It's actually the other way around. Many things that are true do not even have existence, such as mathematical theorems.

Mathematical theorems have existence. The question is whether their existence is as a particular (i.e., as a written statement on a chalkboard in some math class on a certain date and time), or as a universal (e.g., this mathematical theorem is true in a platonic sense). You reject universal truths, I do not. But, the existence of a particular instance of a theorem being wrote and taught somewhere cannot be denied.

Are you suggesting one cannot reject quantum mechanics and still claim he had a Big Mac for lunch? I'm sorry Harv but that's nonsense. Hamburgers are part of your ordinary experience of the world; subatomic particles are not. Hamburgers are real - you can feel, touch, eat them. Subatomic particles only exist as fictitious entities in the minds of physicists.

Existence is never univocal. There are many levels as to what one means by 'existence', and this has to be understood upfront. If you mean that the phenomena observed in accelerators that are pointed to as subatomic particle interactions do not exist, then I think that you are not being consistent to your ordinary experience. On the other hand, if you reject the conception of subatomic particles as fully understood 'things', then you would not be inconsistent to your hamburger. The reason is that physics does not claim to fully understand an electron, and has not bothered in trying to say that. What physics tries to do is understand the properties of an electron as they apply to physical theory. Those properties relate to phenomena, and those phenomena are observable and real - just like your hamburger. If an object becomes even more observable, e.g., seen through as a TEM image, then it becomes almost indisputable to deny the existence of that object a real 'object' even if it is a TEM image (and not visible to the unaided eye). That's true because we can easily make a transition from unaided visibility to aided visibility, thereby staying consistent with our human experiences. That is, there is no rational room for doubt. If no such images are possible, then perhaps there is room for rational doubt of the unobservable object as being a real object, but this too should depend on what body of evidence supports the existence of this thing. For example, there are no photographs of any person prior to the invention of photography, however this doesn't give room for rational doubt. However, it would seem that it is more possible for a historic person not to exist that didn't have their photograph taken than for a historic person not to exist that did have their photograph taken. This is not altogether true since anyone can label a John Doe as the historic person and anyone can deny the picture was of the historic person. What you look for is a body of evidence of the existence of a phenomena or figure, and when the evidence is rationally undeniable, you have to accept the argument otherwise no argument of anything could have any merit. It doesn't mean the argument is true necessarily, but it puts us in the position of not being able to rationally reject it as true.
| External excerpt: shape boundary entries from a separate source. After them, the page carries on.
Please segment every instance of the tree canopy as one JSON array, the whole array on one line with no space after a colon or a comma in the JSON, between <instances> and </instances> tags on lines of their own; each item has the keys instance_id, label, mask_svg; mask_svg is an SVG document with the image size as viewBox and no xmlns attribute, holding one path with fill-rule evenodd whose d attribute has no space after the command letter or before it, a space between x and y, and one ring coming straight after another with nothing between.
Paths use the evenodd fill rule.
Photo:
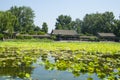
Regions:
<instances>
[{"instance_id":1,"label":"tree canopy","mask_svg":"<svg viewBox=\"0 0 120 80\"><path fill-rule=\"evenodd\" d=\"M43 22L42 28L34 24L35 13L30 7L13 6L7 11L0 11L0 36L9 37L12 33L45 34L48 25ZM115 19L113 12L86 14L83 20L72 20L70 15L59 15L56 18L55 29L76 30L79 34L96 35L97 32L114 33L120 37L120 18Z\"/></svg>"}]
</instances>

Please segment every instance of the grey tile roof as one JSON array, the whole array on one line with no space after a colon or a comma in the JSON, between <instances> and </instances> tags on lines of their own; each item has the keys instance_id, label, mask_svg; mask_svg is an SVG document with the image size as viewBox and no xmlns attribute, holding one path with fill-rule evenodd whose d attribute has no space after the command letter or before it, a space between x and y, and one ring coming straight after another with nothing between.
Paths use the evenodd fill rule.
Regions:
<instances>
[{"instance_id":1,"label":"grey tile roof","mask_svg":"<svg viewBox=\"0 0 120 80\"><path fill-rule=\"evenodd\" d=\"M53 30L51 34L54 35L78 35L75 30Z\"/></svg>"},{"instance_id":2,"label":"grey tile roof","mask_svg":"<svg viewBox=\"0 0 120 80\"><path fill-rule=\"evenodd\" d=\"M115 37L115 34L113 33L98 33L101 37Z\"/></svg>"}]
</instances>

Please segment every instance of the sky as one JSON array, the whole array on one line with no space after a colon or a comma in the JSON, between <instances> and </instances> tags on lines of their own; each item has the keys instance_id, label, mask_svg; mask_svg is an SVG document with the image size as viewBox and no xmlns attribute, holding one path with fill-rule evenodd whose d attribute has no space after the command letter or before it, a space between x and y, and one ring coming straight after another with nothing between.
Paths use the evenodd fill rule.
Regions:
<instances>
[{"instance_id":1,"label":"sky","mask_svg":"<svg viewBox=\"0 0 120 80\"><path fill-rule=\"evenodd\" d=\"M49 33L55 28L59 15L83 19L86 14L112 11L115 18L120 15L120 0L0 0L0 11L6 11L12 6L31 7L35 13L35 25L42 27L48 24Z\"/></svg>"}]
</instances>

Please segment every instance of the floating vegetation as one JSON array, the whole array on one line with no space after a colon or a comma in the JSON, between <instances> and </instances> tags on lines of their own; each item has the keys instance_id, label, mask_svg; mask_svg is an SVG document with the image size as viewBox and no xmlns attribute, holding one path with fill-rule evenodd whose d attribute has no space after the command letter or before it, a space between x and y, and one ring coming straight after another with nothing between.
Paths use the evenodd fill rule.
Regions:
<instances>
[{"instance_id":1,"label":"floating vegetation","mask_svg":"<svg viewBox=\"0 0 120 80\"><path fill-rule=\"evenodd\" d=\"M120 79L120 43L0 42L0 74L30 78L38 58L46 70L88 73L100 79ZM51 60L52 59L52 60ZM6 69L9 67L9 69ZM10 71L11 69L17 71ZM5 73L5 70L8 70ZM88 77L88 80L92 80Z\"/></svg>"}]
</instances>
I can dismiss quarks and still eat my hamburger alright. Show me a quark and I'll buy your "realist" view. Tell me a quark can only be known through its effects on particle accelerators, and I'll ask you why you don't believe in ghosts then.

See, this is what knocks at your credibility. When you compare quarks with ghosts. Quarks have all the markings of existence in a scientific sense (e.g., good theory and predictive evidence from accelerators), and ghosts have neither. Again, one can be rational and deny the existence of quarks as objects, but one cannot be rational and deny the phenomena that is identified as the signature of quarks. The phenomena is a statistic fact. If you want to deny statistic facts, then you should stop eating hamburgers.

Do you really believe those windows, icons, push buttons, scroll bars in your computer really exist as they appear to you? You should know better than that; those things are illusions created by computer programmers. Illusions can be very useful. I seriously doubt you would be able to operate your computer if you had to think in terms of the billions of bits going around every second.

For a guy who didn't like the Matrix, you sure seem to believe in all of that stuff. The windows, icons, push buttons, scroll bars are real Aurino. They are as real as your hamburger. The difference is that they are real only in the sense that they are an image on a computer screen created by the firing of electrons of an electron gun in the computer monitor that interact with the phosphorous coated on the shadow mask thereby igniting the photon emission of the phosphorous that you see with your retina and your optic nerve sends as impulses to your brain (the story is different if you have a plasma or LCD monitor). Everything you see is real. The deal is what is real about it. Illusion are also real, but what is real about them. That's the issue. Electrons are real in the sense that there is physical data which supports their existence. The phenomena that the physical data is recording is real. Just as real as the image and feeling that you have of a hamburger.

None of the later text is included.